A four-year-old schoolgirl and her father were killed after a bomb went off outside a school in southern Thailand. The bomb was reportedly hidden in a motorcycle and was detonated on Tuesday (6 September) as teachers and students started entering the school premises.

Police said that eight people were injured in the blast in the Thai-Malaysia border town of Tak Bai in Narathiwat province – a Muslim-dominated province.

The bomb was planted in the fuel tank of a motorcycle that was parked opposite the Thai Elementary School entrance. It went off when parents were dropping their children at the school in the morning.

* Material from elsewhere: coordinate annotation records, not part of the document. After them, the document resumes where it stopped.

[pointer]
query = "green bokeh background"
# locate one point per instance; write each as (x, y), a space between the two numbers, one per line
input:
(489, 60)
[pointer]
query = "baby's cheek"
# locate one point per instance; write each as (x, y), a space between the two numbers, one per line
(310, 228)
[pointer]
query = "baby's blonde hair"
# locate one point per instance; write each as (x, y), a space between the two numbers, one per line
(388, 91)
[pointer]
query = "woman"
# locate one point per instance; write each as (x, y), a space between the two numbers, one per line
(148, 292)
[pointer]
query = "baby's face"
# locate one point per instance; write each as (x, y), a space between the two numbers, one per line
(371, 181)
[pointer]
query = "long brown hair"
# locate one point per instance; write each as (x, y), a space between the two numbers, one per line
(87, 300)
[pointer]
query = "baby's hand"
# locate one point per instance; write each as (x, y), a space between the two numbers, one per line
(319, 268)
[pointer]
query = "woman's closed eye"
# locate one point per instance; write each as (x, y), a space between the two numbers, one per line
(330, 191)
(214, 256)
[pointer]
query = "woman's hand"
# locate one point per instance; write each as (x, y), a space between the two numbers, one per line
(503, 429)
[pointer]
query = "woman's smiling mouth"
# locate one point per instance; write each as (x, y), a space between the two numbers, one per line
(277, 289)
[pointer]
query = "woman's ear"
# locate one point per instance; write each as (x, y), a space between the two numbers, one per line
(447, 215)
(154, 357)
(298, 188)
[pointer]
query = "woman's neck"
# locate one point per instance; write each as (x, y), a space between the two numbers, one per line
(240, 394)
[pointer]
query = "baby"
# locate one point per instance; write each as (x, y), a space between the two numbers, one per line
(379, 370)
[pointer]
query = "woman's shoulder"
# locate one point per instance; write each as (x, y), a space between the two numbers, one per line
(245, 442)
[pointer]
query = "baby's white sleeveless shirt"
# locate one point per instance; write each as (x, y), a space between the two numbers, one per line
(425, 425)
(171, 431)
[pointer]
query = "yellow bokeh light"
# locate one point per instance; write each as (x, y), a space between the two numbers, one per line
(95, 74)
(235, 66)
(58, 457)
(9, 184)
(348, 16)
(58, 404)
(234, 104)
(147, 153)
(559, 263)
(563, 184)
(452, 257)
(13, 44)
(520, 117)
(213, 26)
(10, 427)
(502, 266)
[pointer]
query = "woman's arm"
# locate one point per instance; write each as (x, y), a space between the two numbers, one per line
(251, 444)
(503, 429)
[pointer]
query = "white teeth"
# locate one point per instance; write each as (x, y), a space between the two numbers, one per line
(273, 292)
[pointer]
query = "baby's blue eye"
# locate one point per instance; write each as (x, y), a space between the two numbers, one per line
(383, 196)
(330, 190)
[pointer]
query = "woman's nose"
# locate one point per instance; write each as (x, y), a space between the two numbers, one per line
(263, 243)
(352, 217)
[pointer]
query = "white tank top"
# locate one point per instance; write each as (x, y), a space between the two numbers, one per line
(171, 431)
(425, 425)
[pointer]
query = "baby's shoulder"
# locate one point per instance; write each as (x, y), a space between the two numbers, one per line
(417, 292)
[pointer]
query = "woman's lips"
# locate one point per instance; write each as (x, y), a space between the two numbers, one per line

"We suspect this to be the work of people who want to destabilize the situation and cause chaos," Yuthanam Petchmuang told Reuters. He is the deputy spokesman for the army's Internal Security Operations Command.

Police Lieutenant Colonel Noppadon Kingthong identified that deceased as Mayeng Waba and his four-year-old daughter as Mitra. They died on their way to the hospital.

This is the latest blast in a series of attacks that has troubled the southern part of the Buddhist country.

"The bomb is an attempt by militants to incite unrest and aimed to kill... indiscriminately as shown by the four-year-old victim," AFP cited Colonel Pramote Prom-in, spokesman for the Thai army in the south, as saying.

Thailand school blast
A child's backpack lies on the ground as members of a bomb squad inspect the site of the motocycle blast in front of a school by suspected separatist militants in the Tak Bai district of Thailand's restive southern province of Narathiwat on 6 September 2016 MADAREE TOHLALA/AFP/Getty Images

The attack is reported to have taken place just a month after a wave of bombings in August killed four and injured scores of people in the tourist towns of Hua Hin, Phuket and Surat Thani. On Monday (5 September), Thai police arrested a suspect with alleged links to Muslim separatists in connection with last month's attacks.

The military government has assured of beefing up security measures ahead of the Muslim holiday of Eid al-Adha on 12 September, Defence Minister Prawit Wongsuwan told reporters.